Not sure how this is particularly useful then, since OSX ships with python 2.7. Something like this could be useful on Windows / Linux since they don't necessarily have a python installed, or if it was bundling 3.5.
Have you tried shipping a python application to end users while relying on the OS X system python? In my experience, this is an extremely painful process.
You would either need to do all of your development/testing with the system python or ensure that you're development environment is compatible with the system python (including stuff like distutils.util.get_platform(), https://github.com/MacPython/wiki/wiki/Spinning-wheels).
What do you do when Apple doesn't update their python with some patch you want?
Although, I do not attempt to install any libraries, I keep everything in the application bundle and set environment variables as needed.
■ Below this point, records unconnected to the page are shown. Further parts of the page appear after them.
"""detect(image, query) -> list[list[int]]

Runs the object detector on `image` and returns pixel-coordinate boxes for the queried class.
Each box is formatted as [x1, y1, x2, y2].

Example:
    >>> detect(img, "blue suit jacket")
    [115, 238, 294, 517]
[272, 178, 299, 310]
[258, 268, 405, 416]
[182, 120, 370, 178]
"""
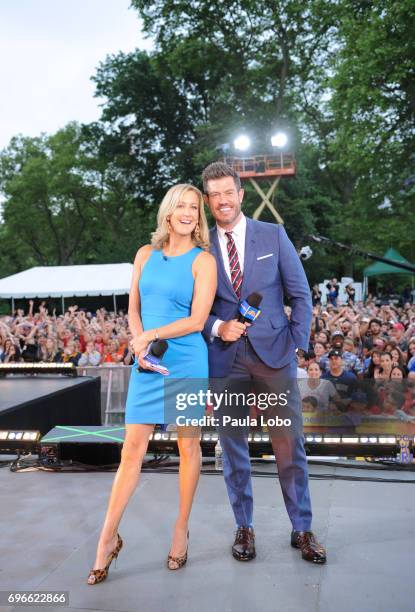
[202, 217, 312, 377]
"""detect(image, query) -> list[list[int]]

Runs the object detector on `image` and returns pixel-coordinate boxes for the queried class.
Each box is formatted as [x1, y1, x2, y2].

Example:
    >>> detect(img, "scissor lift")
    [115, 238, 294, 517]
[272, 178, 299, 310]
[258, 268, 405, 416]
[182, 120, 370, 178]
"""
[225, 153, 296, 223]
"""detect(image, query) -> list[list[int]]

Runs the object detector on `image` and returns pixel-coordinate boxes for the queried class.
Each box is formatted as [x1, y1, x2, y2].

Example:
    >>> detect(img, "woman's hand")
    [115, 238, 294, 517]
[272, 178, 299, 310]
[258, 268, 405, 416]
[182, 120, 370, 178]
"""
[137, 348, 153, 370]
[130, 331, 152, 358]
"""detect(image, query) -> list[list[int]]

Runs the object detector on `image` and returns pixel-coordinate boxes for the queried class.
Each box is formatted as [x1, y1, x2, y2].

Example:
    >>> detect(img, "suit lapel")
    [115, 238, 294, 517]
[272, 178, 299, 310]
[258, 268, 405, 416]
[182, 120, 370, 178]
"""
[240, 217, 257, 297]
[210, 227, 238, 301]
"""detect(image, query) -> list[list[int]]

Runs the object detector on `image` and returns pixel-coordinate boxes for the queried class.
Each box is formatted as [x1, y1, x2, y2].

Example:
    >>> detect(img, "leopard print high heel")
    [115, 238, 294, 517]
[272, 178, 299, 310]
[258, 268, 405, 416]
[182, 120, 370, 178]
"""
[87, 533, 123, 585]
[167, 531, 189, 570]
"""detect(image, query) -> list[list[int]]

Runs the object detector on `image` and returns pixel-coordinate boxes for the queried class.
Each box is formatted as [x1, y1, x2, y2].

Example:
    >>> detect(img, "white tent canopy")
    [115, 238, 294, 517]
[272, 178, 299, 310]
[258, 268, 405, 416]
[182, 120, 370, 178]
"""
[0, 264, 133, 299]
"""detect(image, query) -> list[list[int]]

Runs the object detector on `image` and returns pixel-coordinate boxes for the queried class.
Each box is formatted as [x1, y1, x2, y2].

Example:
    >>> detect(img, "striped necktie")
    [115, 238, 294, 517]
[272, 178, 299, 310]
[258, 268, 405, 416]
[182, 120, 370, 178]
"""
[225, 231, 243, 297]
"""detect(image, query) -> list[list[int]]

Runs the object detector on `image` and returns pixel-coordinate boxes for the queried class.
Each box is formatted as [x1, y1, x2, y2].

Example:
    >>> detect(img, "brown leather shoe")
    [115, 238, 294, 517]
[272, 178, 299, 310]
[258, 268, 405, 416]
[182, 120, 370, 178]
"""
[232, 526, 256, 561]
[291, 530, 326, 564]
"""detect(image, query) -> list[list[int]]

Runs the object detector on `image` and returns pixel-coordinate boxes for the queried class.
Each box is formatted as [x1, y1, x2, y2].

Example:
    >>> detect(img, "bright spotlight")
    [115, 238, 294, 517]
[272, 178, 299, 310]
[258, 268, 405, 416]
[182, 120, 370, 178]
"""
[233, 135, 251, 151]
[271, 132, 288, 148]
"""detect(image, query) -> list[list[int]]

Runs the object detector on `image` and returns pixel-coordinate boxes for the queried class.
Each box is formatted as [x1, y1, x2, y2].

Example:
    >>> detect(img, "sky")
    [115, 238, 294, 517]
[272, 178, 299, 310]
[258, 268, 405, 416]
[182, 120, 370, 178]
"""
[0, 0, 153, 150]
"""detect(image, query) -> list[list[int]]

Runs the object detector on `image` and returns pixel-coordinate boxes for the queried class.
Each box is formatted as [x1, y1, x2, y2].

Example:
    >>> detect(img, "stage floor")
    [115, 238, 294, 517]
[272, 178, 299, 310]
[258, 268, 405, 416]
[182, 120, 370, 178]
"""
[0, 457, 413, 612]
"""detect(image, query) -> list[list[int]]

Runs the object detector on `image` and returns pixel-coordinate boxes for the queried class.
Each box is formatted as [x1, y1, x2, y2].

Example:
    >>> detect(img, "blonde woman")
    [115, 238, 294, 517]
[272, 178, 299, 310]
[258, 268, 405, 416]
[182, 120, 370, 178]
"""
[87, 183, 217, 584]
[40, 337, 61, 362]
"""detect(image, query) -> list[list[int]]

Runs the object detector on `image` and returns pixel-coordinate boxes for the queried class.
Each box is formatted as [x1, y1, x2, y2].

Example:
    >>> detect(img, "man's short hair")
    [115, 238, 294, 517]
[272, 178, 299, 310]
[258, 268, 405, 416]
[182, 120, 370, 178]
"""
[302, 396, 318, 410]
[202, 162, 241, 193]
[369, 318, 382, 328]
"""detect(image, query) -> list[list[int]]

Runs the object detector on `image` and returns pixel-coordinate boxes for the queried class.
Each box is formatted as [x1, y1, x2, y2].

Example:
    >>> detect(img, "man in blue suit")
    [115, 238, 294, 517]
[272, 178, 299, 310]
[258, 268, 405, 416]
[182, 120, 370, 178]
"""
[202, 162, 326, 564]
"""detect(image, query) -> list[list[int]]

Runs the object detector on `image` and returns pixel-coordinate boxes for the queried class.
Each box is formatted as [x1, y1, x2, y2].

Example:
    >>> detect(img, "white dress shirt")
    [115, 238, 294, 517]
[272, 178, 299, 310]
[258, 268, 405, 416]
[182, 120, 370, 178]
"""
[211, 214, 246, 338]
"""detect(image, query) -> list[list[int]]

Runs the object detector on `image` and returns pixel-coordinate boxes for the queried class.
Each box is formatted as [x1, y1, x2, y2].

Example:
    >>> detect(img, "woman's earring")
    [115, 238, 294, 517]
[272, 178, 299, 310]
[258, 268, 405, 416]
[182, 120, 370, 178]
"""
[167, 217, 171, 234]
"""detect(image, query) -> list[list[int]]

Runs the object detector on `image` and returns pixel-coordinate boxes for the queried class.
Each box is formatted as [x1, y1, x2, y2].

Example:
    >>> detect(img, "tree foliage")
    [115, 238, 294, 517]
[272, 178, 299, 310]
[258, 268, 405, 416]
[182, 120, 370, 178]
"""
[0, 0, 413, 284]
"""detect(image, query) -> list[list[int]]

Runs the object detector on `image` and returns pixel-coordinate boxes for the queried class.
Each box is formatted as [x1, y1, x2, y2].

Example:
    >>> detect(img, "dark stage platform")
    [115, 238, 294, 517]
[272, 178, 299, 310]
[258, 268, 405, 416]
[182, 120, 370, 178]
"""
[0, 376, 101, 436]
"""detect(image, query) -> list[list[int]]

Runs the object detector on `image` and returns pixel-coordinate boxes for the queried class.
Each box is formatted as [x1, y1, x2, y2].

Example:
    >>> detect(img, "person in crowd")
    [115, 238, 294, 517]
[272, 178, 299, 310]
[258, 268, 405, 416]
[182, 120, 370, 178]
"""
[322, 349, 358, 410]
[78, 340, 102, 367]
[313, 341, 327, 367]
[102, 339, 125, 364]
[0, 329, 7, 360]
[346, 283, 356, 305]
[362, 317, 384, 349]
[391, 365, 407, 381]
[299, 362, 337, 411]
[319, 331, 344, 372]
[312, 284, 322, 306]
[296, 349, 309, 376]
[326, 277, 339, 306]
[39, 337, 62, 362]
[364, 349, 383, 378]
[315, 329, 330, 345]
[380, 352, 393, 380]
[1, 338, 21, 362]
[342, 337, 364, 375]
[390, 322, 408, 353]
[62, 340, 81, 366]
[407, 338, 415, 370]
[390, 347, 405, 369]
[94, 332, 105, 355]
It is limiting in the sense that I must use the Python version that Apple does but at the same time, the shipping executable is downright tiny compared to most Mac OS X applications.
I use the location of the script to find the absolute path to the bundle (MacOS folder), from which I can work backwards using ".." to find other things like bundled libraries.
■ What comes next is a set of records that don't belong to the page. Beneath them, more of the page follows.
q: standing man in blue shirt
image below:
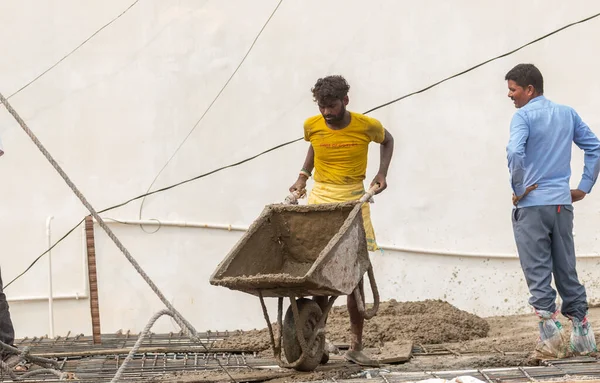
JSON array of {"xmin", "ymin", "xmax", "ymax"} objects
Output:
[{"xmin": 506, "ymin": 63, "xmax": 600, "ymax": 358}]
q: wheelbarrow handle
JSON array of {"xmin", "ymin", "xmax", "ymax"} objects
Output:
[
  {"xmin": 285, "ymin": 184, "xmax": 377, "ymax": 205},
  {"xmin": 359, "ymin": 183, "xmax": 380, "ymax": 203},
  {"xmin": 284, "ymin": 189, "xmax": 305, "ymax": 205}
]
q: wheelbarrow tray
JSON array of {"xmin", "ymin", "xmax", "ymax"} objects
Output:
[{"xmin": 210, "ymin": 201, "xmax": 370, "ymax": 297}]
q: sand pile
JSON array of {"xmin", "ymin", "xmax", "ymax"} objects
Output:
[{"xmin": 213, "ymin": 299, "xmax": 489, "ymax": 351}]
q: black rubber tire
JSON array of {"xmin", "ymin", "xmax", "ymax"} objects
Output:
[{"xmin": 282, "ymin": 298, "xmax": 325, "ymax": 372}]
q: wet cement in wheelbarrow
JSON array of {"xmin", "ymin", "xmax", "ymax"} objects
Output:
[
  {"xmin": 213, "ymin": 299, "xmax": 489, "ymax": 351},
  {"xmin": 216, "ymin": 204, "xmax": 354, "ymax": 282},
  {"xmin": 271, "ymin": 206, "xmax": 352, "ymax": 264}
]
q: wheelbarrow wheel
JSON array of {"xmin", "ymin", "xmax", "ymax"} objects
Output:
[{"xmin": 282, "ymin": 298, "xmax": 325, "ymax": 372}]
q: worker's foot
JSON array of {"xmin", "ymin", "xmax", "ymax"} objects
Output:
[
  {"xmin": 1, "ymin": 354, "xmax": 29, "ymax": 372},
  {"xmin": 344, "ymin": 350, "xmax": 380, "ymax": 367},
  {"xmin": 569, "ymin": 315, "xmax": 598, "ymax": 356},
  {"xmin": 533, "ymin": 310, "xmax": 569, "ymax": 359},
  {"xmin": 13, "ymin": 363, "xmax": 28, "ymax": 372}
]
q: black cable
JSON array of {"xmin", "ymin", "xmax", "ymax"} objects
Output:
[
  {"xmin": 138, "ymin": 0, "xmax": 283, "ymax": 223},
  {"xmin": 6, "ymin": 9, "xmax": 600, "ymax": 289},
  {"xmin": 7, "ymin": 0, "xmax": 140, "ymax": 100},
  {"xmin": 3, "ymin": 0, "xmax": 141, "ymax": 289},
  {"xmin": 3, "ymin": 219, "xmax": 84, "ymax": 289},
  {"xmin": 363, "ymin": 10, "xmax": 600, "ymax": 114},
  {"xmin": 4, "ymin": 137, "xmax": 302, "ymax": 289},
  {"xmin": 102, "ymin": 137, "xmax": 303, "ymax": 213}
]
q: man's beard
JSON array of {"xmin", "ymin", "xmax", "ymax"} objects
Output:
[{"xmin": 324, "ymin": 107, "xmax": 345, "ymax": 123}]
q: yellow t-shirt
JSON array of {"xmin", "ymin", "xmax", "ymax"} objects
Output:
[{"xmin": 304, "ymin": 112, "xmax": 385, "ymax": 185}]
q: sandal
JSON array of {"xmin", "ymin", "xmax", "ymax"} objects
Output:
[
  {"xmin": 344, "ymin": 350, "xmax": 380, "ymax": 367},
  {"xmin": 2, "ymin": 354, "xmax": 29, "ymax": 372}
]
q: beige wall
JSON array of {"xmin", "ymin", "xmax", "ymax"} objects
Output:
[{"xmin": 1, "ymin": 0, "xmax": 599, "ymax": 337}]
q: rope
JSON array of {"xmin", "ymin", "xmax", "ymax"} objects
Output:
[
  {"xmin": 111, "ymin": 309, "xmax": 175, "ymax": 382},
  {"xmin": 1, "ymin": 341, "xmax": 68, "ymax": 380},
  {"xmin": 1, "ymin": 340, "xmax": 59, "ymax": 368},
  {"xmin": 0, "ymin": 92, "xmax": 236, "ymax": 382},
  {"xmin": 0, "ymin": 360, "xmax": 17, "ymax": 381}
]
In my case some of the libraries are also compiled so I have a starter script that sets DYLD_LIBRARY_PATH, PYTHONPATH, etc. and runs a 2nd script that can then successfully import whatever is required.
I initially tried using py2app/py2exe/cx_Freeze, but stuff kept crashing. They're trying to do something considerably more complicated than my 90 LOC bash script; namely trying to bundle your application, it's dependencies and the python interpreter into one package.
This bash script just gives you a python interpreter that should run on any system. From there, your install script can setup a virtualenv, grab dependencies and do whatever else.
https://github.com/cython/cython/tree/master/Demos/embed
You could take your existing Python code and simply change the .py extension to .pyx and compile with the `--embed` option.
Of course, it requires compile dependence on Cython.